L’industrie automobile algérienne est sur le point de connaître une révolution majeure. Sonacom, un acteur clé du secteur, se prépare à lancer la première voiture entièrement conçue et fabriquée en Algérie. Cette initiative ambitieuse, qui vise à renforcer l’indépendance technologique du pays, pourrait bien changer la donne dans le paysage automobile national et même au-delà. Alors que nous sommes en 2025, découvrez comment cette ambition prend forme et ce qu’elle signifie pour l’avenir de l’automobile en Algérie.
Restez connectés pour en savoir plus sur cette aventure industrielle inédite.
L’Algérie vise une industrie automobile autonome avec le projet Sonacom
En quête de souveraineté industrielle, l’Algérie se tourne vers la création d’une voiture 100% algérienne, potentiellement baptisée Sonacom. Pour ce faire, elle s’appuie sur l’expertise des grandes marques automobiles internationales et mobilise ses ingénieurs expatriés. Ce projet, qui symbolise l’âge d’or de l’industrie mécanique algérienne, est au cœur de la nouvelle stratégie industrielle du pays, axée sur l’innovation et l’autonomie.
Le ministère de l’Industrie a lancé une campagne nationale pour créer un conseil des expertises, regroupant des spécialistes algériens travaillant dans les plus grands groupes automobiles mondiaux, afin de mettre leurs compétences au service de cette ambition.
La stratégie de développement de la voiture Sonacom
La démarche adoptée par l’Algérie pour la réalisation de la voiture Sonacom est pragmatique. Le premier modèle, potentiellement nommé « Sonacom 1 », serait doté d’une carrosserie et d’une conception entièrement locales, mais équipé d’un moteur importé. Cette première étape servirait de base pour une phase plus ambitieuse : le développement d’un moteur national en collaboration avec les universités et centres de recherche locaux.

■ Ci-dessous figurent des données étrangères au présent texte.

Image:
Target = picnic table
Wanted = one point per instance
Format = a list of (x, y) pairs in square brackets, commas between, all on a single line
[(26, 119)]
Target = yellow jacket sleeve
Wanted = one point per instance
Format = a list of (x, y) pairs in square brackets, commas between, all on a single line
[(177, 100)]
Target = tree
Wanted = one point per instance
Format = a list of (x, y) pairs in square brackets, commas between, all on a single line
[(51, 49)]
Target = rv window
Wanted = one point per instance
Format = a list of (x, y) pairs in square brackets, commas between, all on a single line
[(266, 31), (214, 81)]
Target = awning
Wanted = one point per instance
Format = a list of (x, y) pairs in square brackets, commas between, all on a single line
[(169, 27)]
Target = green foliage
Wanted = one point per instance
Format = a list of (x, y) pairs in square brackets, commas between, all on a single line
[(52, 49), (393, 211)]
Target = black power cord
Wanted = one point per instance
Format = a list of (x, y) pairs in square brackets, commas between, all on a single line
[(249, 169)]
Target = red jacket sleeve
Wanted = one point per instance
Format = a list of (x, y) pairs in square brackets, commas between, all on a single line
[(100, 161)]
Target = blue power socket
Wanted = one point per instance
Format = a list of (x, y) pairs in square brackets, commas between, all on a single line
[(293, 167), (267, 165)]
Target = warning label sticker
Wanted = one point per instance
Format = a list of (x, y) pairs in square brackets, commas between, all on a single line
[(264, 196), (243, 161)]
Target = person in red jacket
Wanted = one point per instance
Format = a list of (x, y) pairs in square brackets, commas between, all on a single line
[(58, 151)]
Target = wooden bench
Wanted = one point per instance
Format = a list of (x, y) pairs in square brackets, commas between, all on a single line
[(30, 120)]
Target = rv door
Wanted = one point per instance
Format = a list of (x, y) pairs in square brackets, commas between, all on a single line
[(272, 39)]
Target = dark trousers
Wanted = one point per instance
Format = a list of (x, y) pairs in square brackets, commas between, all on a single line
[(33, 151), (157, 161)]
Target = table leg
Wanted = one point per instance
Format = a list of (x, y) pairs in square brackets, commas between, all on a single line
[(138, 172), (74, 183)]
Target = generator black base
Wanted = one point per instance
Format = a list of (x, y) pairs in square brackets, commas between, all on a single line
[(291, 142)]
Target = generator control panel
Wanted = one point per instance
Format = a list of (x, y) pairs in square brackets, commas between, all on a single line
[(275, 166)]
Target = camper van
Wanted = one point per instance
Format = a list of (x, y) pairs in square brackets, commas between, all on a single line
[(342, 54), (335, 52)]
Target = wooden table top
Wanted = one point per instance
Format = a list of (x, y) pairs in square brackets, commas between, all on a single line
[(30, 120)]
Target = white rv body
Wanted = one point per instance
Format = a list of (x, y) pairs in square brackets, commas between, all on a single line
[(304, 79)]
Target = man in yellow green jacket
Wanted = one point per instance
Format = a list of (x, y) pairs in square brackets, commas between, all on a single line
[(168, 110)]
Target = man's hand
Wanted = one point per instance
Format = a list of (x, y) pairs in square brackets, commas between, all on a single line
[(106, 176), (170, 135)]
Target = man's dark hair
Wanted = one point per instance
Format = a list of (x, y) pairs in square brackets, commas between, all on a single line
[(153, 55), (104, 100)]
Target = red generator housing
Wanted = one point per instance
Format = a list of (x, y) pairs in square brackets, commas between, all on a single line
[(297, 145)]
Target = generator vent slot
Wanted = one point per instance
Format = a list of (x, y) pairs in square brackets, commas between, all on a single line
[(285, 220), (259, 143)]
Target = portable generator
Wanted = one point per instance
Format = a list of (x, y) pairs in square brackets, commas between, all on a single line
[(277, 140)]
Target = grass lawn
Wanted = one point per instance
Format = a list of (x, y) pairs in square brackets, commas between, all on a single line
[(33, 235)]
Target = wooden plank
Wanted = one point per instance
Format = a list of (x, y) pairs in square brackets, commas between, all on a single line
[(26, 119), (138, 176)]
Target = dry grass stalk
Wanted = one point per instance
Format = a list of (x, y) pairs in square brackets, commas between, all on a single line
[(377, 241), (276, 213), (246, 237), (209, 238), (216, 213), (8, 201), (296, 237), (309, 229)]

Cette approche graduelle rappelle celle de l’Inde et de l’Australie qui ont commencé par produire leurs châssis localement tout en utilisant des moteurs étrangers. Le projet Sonacom revêt une dimension symbolique forte, traduisant la volonté politique de l’Algérie de réduire sa dépendance aux importations et d’affirmer sa souveraineté économique.
Le potentiel de l’Algérie dans la transition énergétique
L’Algérie, riche en réserves de lithium, essentiel à la production de batteries, a un avantage certain pour s’engager dans la voie de l’électrique. Envisager une première génération de voitures électriques nationales, même avec un taux d’intégration initial limité, serait une avancée stratégique et un signe fort d’adaptation aux changements mondiaux.
À terme, une « voiture Sonacom » pourrait être présentée dans les salons internationaux de l’automobile, aux côtés des leaders de l’industrie mondiale. Plus qu’un simple produit mécanique, elle symboliserait un rêve longtemps attendu, une fierté algérienne et une ambition stratégique : faire de l’Algérie une puissance industrielle régionale capable de transformer ses atouts en moteur de développement et de souveraineté.